According to Arvind Panagariya, the share of agriculture in the total output has been declining rapidly, falling from 28.5 per cent in 1990-1991 to 16.5 per cent in 2005-2006. Between 1991 and 2001, the rural population fell from 79 per cent to 77 per cent and the proportion of population employed in farming fell from 67 to 58 per cent. And employment in the organised sector has not grown either. Panagariya says (India, the Emerging Giant) the Government of India has utterly failed “in delivery of such services as education, health and water.” But can we lay all the blame on the Government?
Take the case of farmers’ suicides. It may surprise many to learn that debt burden is about the least, percentage-wise (2.65) for suicide. Shockingly, habits like drinking, gambling and over-spending is the largest reason (20.35 per cent). Next comes failure of crops (17.81 per cent). Among other reasons are Chit funds (15.04 per cent) family problems (13.27 per cent), marriage of daughter (5.31 per cent) and price crash (2.65 per cent) and borrowing beyond repaying capacity (2.65 per cent ).

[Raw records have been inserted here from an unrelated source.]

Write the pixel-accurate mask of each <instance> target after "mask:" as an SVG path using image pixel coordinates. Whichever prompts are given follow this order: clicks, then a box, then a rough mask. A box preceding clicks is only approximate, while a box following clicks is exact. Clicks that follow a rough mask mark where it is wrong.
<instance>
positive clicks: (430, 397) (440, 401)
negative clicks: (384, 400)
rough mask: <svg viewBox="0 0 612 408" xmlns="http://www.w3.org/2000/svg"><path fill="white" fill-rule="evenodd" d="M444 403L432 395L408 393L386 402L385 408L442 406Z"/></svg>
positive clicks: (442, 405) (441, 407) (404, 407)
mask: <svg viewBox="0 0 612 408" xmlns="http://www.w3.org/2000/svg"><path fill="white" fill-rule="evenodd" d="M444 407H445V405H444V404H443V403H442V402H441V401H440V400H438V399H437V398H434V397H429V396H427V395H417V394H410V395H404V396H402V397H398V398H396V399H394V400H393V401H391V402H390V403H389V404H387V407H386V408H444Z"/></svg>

What all these indicate is that we have to take a fresh look at all the problems facing aam aadmi and look at the Common Man’s woes from many angles in order to provide him with the needed succour. And this calls for deep introspection not only in government circles but in all political parties that pretend to fight for aam aadmi. The problems are multi-faceted, and so should be the solutions. After sixty odd years of Independence, no government can afford to provide excuses.